Aus den Vorständen ausgeschiedenen sind demnach in diesem Jahr die Personalchefinnen Regine Stachelhaus bei Eon, Luisa Deplazes Delgado bei SAP und Brigitte Ederer sowie Einkaufschefin Barbara Kux bei Siemens. Neu hinzugekommen ist nur Bettina Volkens bei der Lufthansa. Auch sie hat das Ressort Personal inne.
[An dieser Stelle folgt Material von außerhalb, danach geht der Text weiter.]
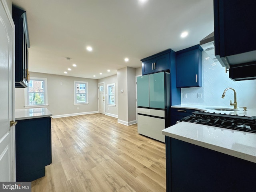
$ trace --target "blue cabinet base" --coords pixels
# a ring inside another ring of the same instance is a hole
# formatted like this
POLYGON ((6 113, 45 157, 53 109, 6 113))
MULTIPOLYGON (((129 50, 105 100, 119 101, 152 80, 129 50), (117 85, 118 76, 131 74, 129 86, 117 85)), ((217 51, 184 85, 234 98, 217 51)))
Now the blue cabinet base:
POLYGON ((16 180, 32 181, 44 176, 52 162, 51 118, 18 121, 16 126, 16 180))
POLYGON ((166 145, 166 191, 256 191, 256 163, 169 137, 166 145))
POLYGON ((16 181, 32 181, 44 176, 45 176, 45 168, 43 167, 42 169, 36 171, 16 178, 16 181))

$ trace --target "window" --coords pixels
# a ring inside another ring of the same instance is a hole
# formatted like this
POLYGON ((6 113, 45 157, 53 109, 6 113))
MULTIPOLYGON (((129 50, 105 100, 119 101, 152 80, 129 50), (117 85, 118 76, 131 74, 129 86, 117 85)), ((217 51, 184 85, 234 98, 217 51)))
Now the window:
POLYGON ((46 78, 30 77, 25 92, 25 108, 48 106, 47 84, 46 78))
POLYGON ((74 104, 88 103, 88 82, 74 81, 74 104))
POLYGON ((108 84, 108 104, 115 105, 116 104, 115 84, 108 84))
In den Aufsichtsräten der 30 Dax-Unternehmen stieg der Frauenanteil hingegen um 2,5 Punkte auf 21,9 Prozent. „Die Dax-30-Unternehmen sind auf einem guten Weg, die von der großen Koalition für das Jahr 2016 geplante Einführung einer verbindlichen Frauenquote bei den Neubesetzungen von Aufsichtsräten in Höhe von 30 Prozent umsetzen zu können“, sagte Holst.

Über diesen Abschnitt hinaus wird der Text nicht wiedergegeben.